Reporting details – the four tables
The reporting requirement consists of a total of 155 fields, divided into four tables with further sub-sections in each table.4
Table 1 contains information on counterparty data, specifically the identification of the reporting counterparty, the other counterparty, the report submitting entity, the agent, clearing member, etc. Here, the static data maintenance of Legal Entity Identifier (LEI) codes and related party structures (e.g. for branches) need to be taken into consideration. In Table 2, the loan and collateral data must be reported. Here, a list of 99 fields is used to identify the security lent or borrowed, the collateral involved, the SFT specific information (e.g. the repo rate), and identification of the event to be reported (e.g. a new trade, a modification, or a termination). Tables 1 and 2 are combined into one line of messaging, identifying the lifecycle events of the SFT trades. Reportable events cover:
- New trades
- Modification and correction
- (Early) Termination
- Valuation and collateral update
- Error
which all pertain to a multitude of business events.
Table 3 consists of data elements to inform on the aggregated margin data for cleared SFTs, which is similar to the Collateral report on portfolio level known from EMIR.
The last table, and commonly assumed the most difficult to source data for, is Table 4, which covers reused (security) collateral per legal entity. If, for instance, a bond has been received as collateral in a reverse repo and is used as collateral in a Repo, this needs to be reported, and the underlying data must therefore be identifiable.




The data sourcing challenge
The challenge of sourcing all relevant static and event data lies not only in the timeliness, i.e. ensuring its availability by the reporting deadline, but also in the volume. Consider for example that bond static data for collateral of Repos must be available for a wide universe of securities. Some of the data, specifically UTIs, requires trade by trade communication between the counterparties to exchange the identifier before the reporting takes place to ensure the trade can be paired and its attributes match.

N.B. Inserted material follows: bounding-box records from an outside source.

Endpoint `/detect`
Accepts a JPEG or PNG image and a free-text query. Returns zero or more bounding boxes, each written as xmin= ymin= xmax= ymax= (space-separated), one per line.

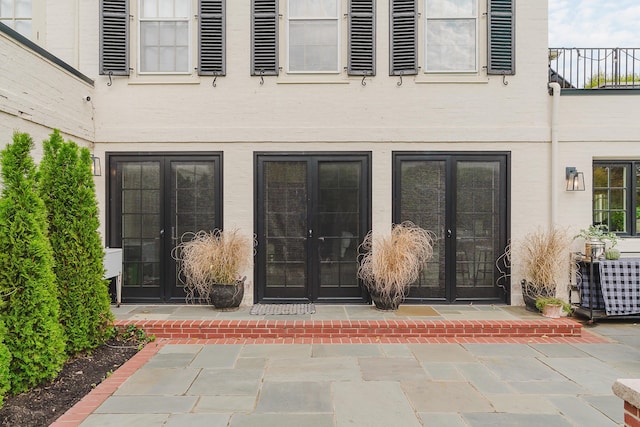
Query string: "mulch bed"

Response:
xmin=0 ymin=339 xmax=138 ymax=427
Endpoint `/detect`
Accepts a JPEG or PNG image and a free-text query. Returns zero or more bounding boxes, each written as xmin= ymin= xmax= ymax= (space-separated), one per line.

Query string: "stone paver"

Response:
xmin=69 ymin=306 xmax=640 ymax=427
xmin=256 ymin=382 xmax=333 ymax=414
xmin=333 ymin=381 xmax=421 ymax=427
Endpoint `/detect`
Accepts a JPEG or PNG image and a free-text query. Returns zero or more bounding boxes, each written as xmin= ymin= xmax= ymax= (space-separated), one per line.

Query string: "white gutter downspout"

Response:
xmin=549 ymin=82 xmax=561 ymax=227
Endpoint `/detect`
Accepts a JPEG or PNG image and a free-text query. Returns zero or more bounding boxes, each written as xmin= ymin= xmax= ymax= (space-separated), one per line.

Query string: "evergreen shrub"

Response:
xmin=39 ymin=130 xmax=113 ymax=354
xmin=0 ymin=132 xmax=66 ymax=393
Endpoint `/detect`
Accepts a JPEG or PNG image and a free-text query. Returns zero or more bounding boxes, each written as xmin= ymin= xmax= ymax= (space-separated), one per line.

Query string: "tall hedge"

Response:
xmin=0 ymin=132 xmax=66 ymax=393
xmin=0 ymin=320 xmax=11 ymax=408
xmin=39 ymin=130 xmax=113 ymax=354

Firms might therefore be tempted to delegate the reporting to counterparties, agents, or other intermediaries. Nevertheless, the reporting obligation remains with the firm, particularly for the timeliness and correctness of the report. After the other party has taken care of the reporting, the firm itself must on T+1 validate that its report was complete and correct. Its completeness must be checked against the activity not only in terms of new trades and modifications to trades and positions but also collateral movements, etc. The requirement for correctness means that firms must validate the content of the report sent, in other words check the value of specific reporting fields. This obligation might turn out to be as big a challenge as doing the actual reporting yourself.